Brechas y desempleo juvenil
Los datos desagregados por género muestran desigualdades estructurales persistentes. La tasa de empleo masculino se ubicó en el 50,8%, frente al 39,1% de la femenina, una diferencia de 11,7 puntos porcentuales. La subutilización laboral entre las mujeres asciende al 21,5%, contra el 16,9% de los hombres, debido a mayores niveles de subempleo y desempleo entre la población femenina. El panorama se agrava entre los más jóvenes: el desempleo entre las personas de 18 a 24 años alcanza el 19,5%, más del doble del promedio nacional.
Caída sostenida del empleo registrado
Según los registros administrativos de la Secretaría de Trabajo de la Nación, entre noviembre de 2023 y abril de 2026 se perdieron 308.000 puestos de trabajo asalariados registrados, de los cuales 235.000 corresponden al sector privado y 73.000 al sector público. La proporción de empleos privados registrados cada 100 personas en edad laboral cayó del 21,2% en noviembre de 2023 al 19,8% en abril de 2026, lo que confirma una pérdida sostenida de la capacidad del sector formal para absorber a la población en edad de trabajar.
Salarios a la baja y precarización creciente
En mayo de 2026, los sueldos registrados sufrieron una caída real interanual del 3,4%, con una baja del 2,9% en el sector privado y del 4,3% en el sector público. Desde noviembre de 2023, el índice salarial del Indec acumula una pérdida real del 8,7%, con un retroceso del 3,6% en los salarios privados y de un abrupto 17,7% en los estatales. En contraste, los salarios no registrados —los del circuito informal— acumularon hasta diciembre de 2025 una suba real del 38% respecto de noviembre de 2023, un dato que confirma el desplazamiento de trabajadores hacia empleos precarios como estrategia de supervivencia frente al deterioro del empleo formal.

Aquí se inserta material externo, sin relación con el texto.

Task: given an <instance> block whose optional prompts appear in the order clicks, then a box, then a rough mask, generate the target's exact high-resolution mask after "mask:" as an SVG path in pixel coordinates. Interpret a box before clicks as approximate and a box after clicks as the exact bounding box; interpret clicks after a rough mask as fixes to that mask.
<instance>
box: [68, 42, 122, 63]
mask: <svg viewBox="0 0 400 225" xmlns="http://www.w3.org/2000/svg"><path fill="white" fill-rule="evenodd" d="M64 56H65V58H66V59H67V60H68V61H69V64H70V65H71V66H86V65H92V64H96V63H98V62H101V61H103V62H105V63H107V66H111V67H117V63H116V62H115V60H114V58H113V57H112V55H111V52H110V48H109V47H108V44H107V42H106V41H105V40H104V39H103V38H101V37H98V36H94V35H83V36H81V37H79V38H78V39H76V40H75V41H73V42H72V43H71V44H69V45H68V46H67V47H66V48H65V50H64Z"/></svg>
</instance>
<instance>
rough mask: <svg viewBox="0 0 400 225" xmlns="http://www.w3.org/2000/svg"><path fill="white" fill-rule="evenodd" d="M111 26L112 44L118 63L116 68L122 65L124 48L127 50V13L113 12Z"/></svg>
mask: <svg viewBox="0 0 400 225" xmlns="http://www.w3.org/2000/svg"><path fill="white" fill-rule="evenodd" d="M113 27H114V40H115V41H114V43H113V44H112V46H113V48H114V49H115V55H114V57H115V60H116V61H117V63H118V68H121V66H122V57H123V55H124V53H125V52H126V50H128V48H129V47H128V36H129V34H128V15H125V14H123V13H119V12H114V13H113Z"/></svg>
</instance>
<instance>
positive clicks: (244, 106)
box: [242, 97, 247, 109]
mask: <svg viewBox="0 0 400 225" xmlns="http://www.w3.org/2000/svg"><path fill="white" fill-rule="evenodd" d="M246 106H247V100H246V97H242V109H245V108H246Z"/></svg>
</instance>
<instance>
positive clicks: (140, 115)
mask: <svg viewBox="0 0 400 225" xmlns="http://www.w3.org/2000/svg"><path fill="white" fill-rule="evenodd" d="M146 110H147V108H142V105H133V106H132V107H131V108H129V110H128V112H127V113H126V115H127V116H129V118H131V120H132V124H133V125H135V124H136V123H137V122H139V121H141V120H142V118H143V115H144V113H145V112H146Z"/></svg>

El desempleo como principal preocupación de los votantes
El desempleo desplazó a la inflación como la principal preocupación económica de los votantes argentinos durante el último año, según la encuesta LatAm Pulse, realizada por AtlasIntel para Bloomberg News, mientras que la imagen positiva de Milei se ubica en el 37%, cerca del piso más bajo de su gestión. El antecedente de 1995, cuando Carlos Menem ganó la reelección con una tasa de desempleo de dos dígitos, se produjo en un contexto de inflación anual inferior al 2%. Los economistas proyectan que la inflación argentina rondará el 20% el año próximo, un nivel que se combina con un mercado laboral que continúa expulsando trabajadores del empleo registrado y empujándolos hacia la informalidad, sin que existan hasta el momento señales de reversión de esa tendencia.